Hay en la narración de la historia de los hermanos, así como también en la de una abuela que recuerda su vida en la cárcel o en el grupo de mujeres desesperadas que se reúnen para hablar de sus hijos que están en Vietnam, un lenguaje visual, como manejado por una lente que se acerca y se amplía en una acertada conjunción de planos. McCann también es un hombre de cine, y su cortometraje Everything in this Country Must fue nominado al Oscar en el 2005.
La circunstancia real y patética del hombre que camina por un cable a más de 400 metros de altura entre las Torres Gemelas, emblema del poder financiero antes de su destrucción, es un contrapunto entre su desprecio a la muerte y el que tuvieron y siguen teniendo los gobernantes que mandaron a la guerra a los jóvenes, mayormente de raza negra, y de baja condición socio-económica. Abajo del precipicio, los transeúntes asimilan al equilibrista a un suicida y, cansados de la tensión que supone el espectáculo macabro, como el de la guerra que reeditarán décadas más tarde en Afganistán e Irak, lo obligan a que salte. “No lo hagas”, gritan otros, como si todavía quedara en ellos un dejo de humanidad no reconocida. La misma que buscan esos dos artistas que se van de Nueva York al campo para escapar de las drogas farmacológicas y de las otras, las del “vasto mundo que sigue girando”, mientras se hace equilibrio a riesgo de perecer en la selva de redes de cemento.

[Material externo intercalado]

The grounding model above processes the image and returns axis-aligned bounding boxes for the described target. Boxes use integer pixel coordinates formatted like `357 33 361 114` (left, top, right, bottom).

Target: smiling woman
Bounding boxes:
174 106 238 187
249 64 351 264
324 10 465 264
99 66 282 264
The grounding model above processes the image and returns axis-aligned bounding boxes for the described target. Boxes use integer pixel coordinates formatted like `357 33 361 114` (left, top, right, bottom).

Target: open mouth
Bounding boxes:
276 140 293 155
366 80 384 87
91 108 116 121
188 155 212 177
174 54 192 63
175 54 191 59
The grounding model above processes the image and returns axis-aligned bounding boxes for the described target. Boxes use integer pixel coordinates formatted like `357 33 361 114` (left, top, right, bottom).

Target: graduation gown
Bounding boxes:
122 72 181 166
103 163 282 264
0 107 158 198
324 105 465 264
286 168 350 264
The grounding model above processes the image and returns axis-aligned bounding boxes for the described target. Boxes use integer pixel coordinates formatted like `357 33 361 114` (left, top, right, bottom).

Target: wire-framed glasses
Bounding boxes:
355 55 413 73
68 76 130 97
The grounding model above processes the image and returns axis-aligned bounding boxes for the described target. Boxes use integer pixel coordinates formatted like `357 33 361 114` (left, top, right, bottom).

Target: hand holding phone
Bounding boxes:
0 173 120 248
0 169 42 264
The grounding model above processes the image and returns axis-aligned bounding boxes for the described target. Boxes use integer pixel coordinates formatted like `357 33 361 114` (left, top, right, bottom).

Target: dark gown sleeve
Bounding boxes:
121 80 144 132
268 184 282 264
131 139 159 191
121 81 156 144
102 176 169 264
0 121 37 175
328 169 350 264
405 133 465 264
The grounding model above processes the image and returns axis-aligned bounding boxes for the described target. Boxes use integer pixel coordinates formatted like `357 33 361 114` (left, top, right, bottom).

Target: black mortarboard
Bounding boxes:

Algunos de los personajes de McCann intentan hacer pie en un minúsculo cable o en una cornisa delgadísima hasta caer en la exasperación y terminan engrosando la franja cada vez más grande de excluidos del consumo y el endeudamiento permanente. Son la imagen del solitario acróbata, aislado, furtivo, en la búsqueda de una redención individual y quimérica. Como también la del fotógrafo que trata de encontrar grafitis en la oscuridad del subte y al salir a la calle descubre un punto negro entre dos torres. Es que nadie puede escapar a la figura de Philippe Petit, ese punto oscuro y minúsculo que vemos desde abajo y que a medida que lo observamos se va agigantando hasta convertirse en nosotros mismos, en un intento desesperado por hacer pie o caer al vacío. Es uno los mensajes que transmite esta vasta y lograda novela construida con unos personajes cuyas vidas atravesadas por la intemperie buscan afanosamente un sesgo de libertad y humanidad.